IRPS

Packaging and 3D Assembly

Packaging and 3D Assembly

PA-1 Optimum Filler Geometry for Suppression of Moisture Diffusion in Molding Compounds

W. Ahn, S, Shin, R. Asadpour, L. Nguyen*, D. Varghese*, S. Krishnan*, M. Alam, Purdue University, *Texas Instruments

Inorganic fillers, such as fused silica or organic clay, help tailor/co-optimize the mechanical toughness, thermal conductivity, and moisture diffusivity of polymer mold compounds used to package microelectronic integrated circuits. Despite long history and wide-spread current use, the optimization of filler-infused composites is generally empirical and therefore time-consuming. A physics-based predictive modeling will improve application-specific design of composites that would offer optimum performance and reliability. As an illustrative example, in this paper, we develop a general theory of polymer composites that anticipates the suppression of moisture diffusion as a function of fill-fraction, size-dispersion, shape, and topology of filler nanoparticles. Our results show that the best performance is obtained by incorporation rod-shaped fillers, randomly closed packed at maximum density (~60%). Our numerical results are succinctly captured by the analytical model based on generalized Maxwell Garnett effective medium theory. The analytical model can be used for initial optimization of mold compounds before large-scale numerical modeling is invoked and characterization experiments are designed.

PA-2 A Finite Element Method Study of Delamination at the Interface of the TSV Interconnects

S. Papaleo, H. Ceric, TU Wien

Through Silicon Vias (TSVs) are the interconnections in three dimensional integrated circuits responsible for the vertical lines inside the dies.
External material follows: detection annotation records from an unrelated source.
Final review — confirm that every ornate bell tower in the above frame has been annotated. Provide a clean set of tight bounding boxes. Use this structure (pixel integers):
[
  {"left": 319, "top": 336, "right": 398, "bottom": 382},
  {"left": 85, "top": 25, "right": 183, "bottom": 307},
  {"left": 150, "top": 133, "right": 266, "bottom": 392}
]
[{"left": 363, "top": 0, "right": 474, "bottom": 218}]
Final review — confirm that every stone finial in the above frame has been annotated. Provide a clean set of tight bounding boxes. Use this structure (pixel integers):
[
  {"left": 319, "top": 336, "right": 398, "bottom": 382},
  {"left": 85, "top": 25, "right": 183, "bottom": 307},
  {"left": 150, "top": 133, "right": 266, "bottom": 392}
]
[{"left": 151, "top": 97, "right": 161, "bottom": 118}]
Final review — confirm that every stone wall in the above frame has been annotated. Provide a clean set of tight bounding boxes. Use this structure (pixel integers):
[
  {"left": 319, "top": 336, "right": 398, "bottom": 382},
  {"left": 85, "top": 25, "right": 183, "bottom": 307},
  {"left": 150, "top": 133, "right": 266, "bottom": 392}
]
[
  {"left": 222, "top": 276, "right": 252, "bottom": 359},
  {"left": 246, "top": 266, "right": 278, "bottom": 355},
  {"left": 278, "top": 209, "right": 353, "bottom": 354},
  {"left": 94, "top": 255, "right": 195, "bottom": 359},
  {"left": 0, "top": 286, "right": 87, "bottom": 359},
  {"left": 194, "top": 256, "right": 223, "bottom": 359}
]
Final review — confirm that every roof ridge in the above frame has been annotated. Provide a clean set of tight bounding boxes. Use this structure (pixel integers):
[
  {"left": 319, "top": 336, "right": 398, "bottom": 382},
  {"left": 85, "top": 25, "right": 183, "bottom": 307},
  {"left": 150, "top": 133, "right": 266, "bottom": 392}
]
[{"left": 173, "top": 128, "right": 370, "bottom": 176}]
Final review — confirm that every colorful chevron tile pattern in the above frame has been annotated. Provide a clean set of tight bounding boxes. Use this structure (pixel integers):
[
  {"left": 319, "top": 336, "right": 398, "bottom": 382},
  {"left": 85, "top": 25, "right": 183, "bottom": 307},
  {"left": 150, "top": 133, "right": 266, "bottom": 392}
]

In particular, the open TSV has been developed in order to reduce thermo-mechanical issues. This interconnect structure has interfaces where the possibility of a device failure due to delamination needs to be considered. The Critical Energy Release Rate Gc determines the condition for a fracture to propagate. When the Energy Release Rate G exceeds Gc, a fracture will propagate. Experimental measurements were used to calculate Gc. The experimental Gc, was calculated at the interface between silicon dioxide and tungsten; materials used for Open TSVs. We have developed a model to calculate the G and compared the experimental data with our results. The results obtained are in good agreement with experimental measurements. Therefore, the model developed provides a convenient tool for the study of delamination issues in TSVs.

PA-3 Electromigration Induced Thermomigration in Microbumps by Thermal Cross-talk Across Neighboring Chip in 2.5D IC

M. Li, D.W. Kim*, S. Gu*, K.-N. Tu, University of California, Los Angeles, *Qualcomm

This paper investigates the thermal cross-talk between the powered microbumps under one chip and the unpowered microbumps under the neighboring chip. Both chips were on a Si interposer for 2.5D IC. The Joule heating from the powered chip was found to be transferred laterally along the interposer to the unpowered chip and produced a temperature gradient in the microbumps in the unpowered chip. Void formation is observed in both the powered and the unpowered microbumps. The latter is due to thermomigration (TM), and the former is due to electromigration (EM). The amount of voids is bigger by TM than by EM. The void nucleation and growing is studied by examining the un-powered microbumps at different stages during electromigration tests. The nucleation of voids at the cold end in TM is observed, which indicates that Sn atoms diffuse from cold end to hot end. The current-enhanced surface electromigration of Sn along the side walls of Cu pillars to form intermetallic compound is observed in the powered microbumps that were subjected to a 5.3×104 A/cm2 current density at 150 ℃ for a period of time. The depletion of Sn will cause serious void formation in these powered microbumps.